Mr. T’s own involvement within the shifting community is highly mediated by multiple literacy narratives. The ways he reads and re/reads the physical and human signs of newness in Harlem are constructed around how he situates himself in this space, one that, according to him, has “an already established black population.” This community, like many others across the United States, is undergoing “tremendous changes” associated with gentrification, spatial re-appropriation, and also dire economic times (see Forbes.com’s “Real Estate: The End of Gentrification?”). Thus, some communities that have seen expensive housing constructions, land re/developments, and the influx of retail businesses within the last twelve years are now experiencing either a reverse effect or a temporary halt to these changes (for additional information, see "Surviving after the Boom in Harlem" from The New York Times). What do these acts say about, or signify for, the ways people read their lives and interact within local communities before, during, and/or after spatial changes?
Such acts, for Mr. T, points to the value of human involvement in the community, which implies a level of civic and democratic engagement in the decision-making processes happening there. His own feelings about gentrification, expressed in the above video clip, speak well to this point: “What I see here is white-ification. Let’s face it.” This comment is related to other comments he shared with Phillip and me: “What are we doing about these changes?”; “You can’t just move to a community without knowing about it and the people who reside there”; and “A community must have people who are willing to protect it…participate in what’s going on. Point blank.” This latter point about participation is grounded in Mr. T’s belief that residents, both current and longtime, must meaningfully contribute to the livelihood of their community (see Kinloch, 2009). In other video clips and interviews, Mr. T’s conscious involvement, or engagement, with the video camera—how he used it to deliver a powerful message, “Please, please, don’t push me out!”—was purposeful and intentional. Whether he realized it or not, he was relying on media texts, in this case the video camera, to narrate his story of belonging, place, place-making, and place-taking. Doing so allowed him to visually construct a narrative that privileged community involvement over gentrification while questioning meanings of change through readings of specific acts and activities happening throughout Harlem.
The connections across the scenes with Phillip, Khaleeq, Kim, Samantha, and Mr. T are reflected in Mr. T’s insistence for people to figure out “exactly what is going on” in Harlem.
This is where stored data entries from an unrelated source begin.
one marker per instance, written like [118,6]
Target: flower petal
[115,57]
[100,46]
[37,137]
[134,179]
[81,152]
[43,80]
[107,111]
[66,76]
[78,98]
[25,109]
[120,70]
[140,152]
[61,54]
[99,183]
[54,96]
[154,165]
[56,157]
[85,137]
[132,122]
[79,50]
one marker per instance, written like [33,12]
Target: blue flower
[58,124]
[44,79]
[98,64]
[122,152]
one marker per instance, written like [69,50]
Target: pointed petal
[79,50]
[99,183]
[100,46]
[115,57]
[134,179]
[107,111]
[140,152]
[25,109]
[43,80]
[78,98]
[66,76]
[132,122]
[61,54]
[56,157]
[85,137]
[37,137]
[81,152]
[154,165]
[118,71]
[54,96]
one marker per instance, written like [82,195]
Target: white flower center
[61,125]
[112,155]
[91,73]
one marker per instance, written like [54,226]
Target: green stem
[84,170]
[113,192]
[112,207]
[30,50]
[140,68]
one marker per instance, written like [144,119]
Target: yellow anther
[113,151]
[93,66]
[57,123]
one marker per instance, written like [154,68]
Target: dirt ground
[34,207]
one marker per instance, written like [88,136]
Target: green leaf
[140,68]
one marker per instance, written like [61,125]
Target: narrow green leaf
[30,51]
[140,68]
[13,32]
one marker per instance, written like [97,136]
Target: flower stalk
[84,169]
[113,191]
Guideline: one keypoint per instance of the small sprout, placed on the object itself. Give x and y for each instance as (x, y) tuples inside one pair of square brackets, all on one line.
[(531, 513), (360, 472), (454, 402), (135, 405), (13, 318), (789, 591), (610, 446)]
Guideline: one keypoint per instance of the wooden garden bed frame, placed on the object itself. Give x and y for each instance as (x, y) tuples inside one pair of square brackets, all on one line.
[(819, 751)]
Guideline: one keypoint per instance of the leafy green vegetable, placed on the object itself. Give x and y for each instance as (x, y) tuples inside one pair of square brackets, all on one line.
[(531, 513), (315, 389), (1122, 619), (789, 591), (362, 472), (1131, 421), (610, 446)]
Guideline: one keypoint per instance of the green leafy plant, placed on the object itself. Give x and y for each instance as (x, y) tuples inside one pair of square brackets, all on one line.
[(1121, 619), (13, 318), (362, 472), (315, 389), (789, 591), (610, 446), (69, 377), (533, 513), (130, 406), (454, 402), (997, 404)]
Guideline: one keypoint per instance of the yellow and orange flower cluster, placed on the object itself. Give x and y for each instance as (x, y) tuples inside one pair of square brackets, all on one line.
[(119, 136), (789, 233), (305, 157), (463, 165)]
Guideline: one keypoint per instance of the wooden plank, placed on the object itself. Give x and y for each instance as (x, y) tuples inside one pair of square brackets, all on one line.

Project participants were all relying on media texts to exchange perspectives, consider meanings of gentrification, and contemplate the effects—negative and positive—of spatial change. Although we did not always talk about the value of media texts and the role played by the video camera, participants were aware that it was there, that it was on, and that it afforded them (and me) an opportunity to be heard when they felt otherwise ignored in the larger, more public conversations going on around urban gentrification. Hence, their individual reactions to gentrification, as highlighted in the video clips and in Table 1, should be accounted for in debates on spatial change in ways that privilege acts and strategies in literacy and their connections to multimodality.